Winterbourne View Practice Guidance

The College of Social Work (TCSW) has developed this advice to meet the commitment we took on in response to the deep public concern about what happened at Winterbourne View Hospital and to support the ‘concordat’ published by the Department of Health in December 2012:

‘TCSW, working in collaboration with BASW and other professional organisations and with service user-led groups, (will) produce key points guidance for social workers on good practice in working with people with learning disabilities who also have mental health conditions.’

We would like to thank BASW, and also UNISON, Mencap and members of the service user community for their contributions. We are committed to a collective effort to minimise the risk that the sort of events that took place at Winterbourne View will ever happen again. A range of professionals must work together to ensure this outcome and social workers are determined to play their part in ensuring that safeguarding practice is improved.
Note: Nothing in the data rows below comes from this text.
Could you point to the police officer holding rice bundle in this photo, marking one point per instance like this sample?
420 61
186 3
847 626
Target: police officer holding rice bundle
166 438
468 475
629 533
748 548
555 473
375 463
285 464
All social work is founded upon shared values, a common knowledge base and a set of generic skills. While the challenges of work in this area will sometimes be specific to the nature of the difficulties faced by the person who needs care and support – and thus will require additional specialist skills – the methods for understanding and intervening will derive from the shared base of knowledge, skills and values.

Therefore, this guidance does not attempt to reiterate the full range of good practice advice and evidence that social workers learn in their pre- and post-qualifying education; nor does it repeat useful policy guidance like No Secrets. Its purpose is to provide advice about the special factors that may need to be considered when social workers work with learning disabled people whose behaviour is challenging and distressing, and to promote high standards of professional practice.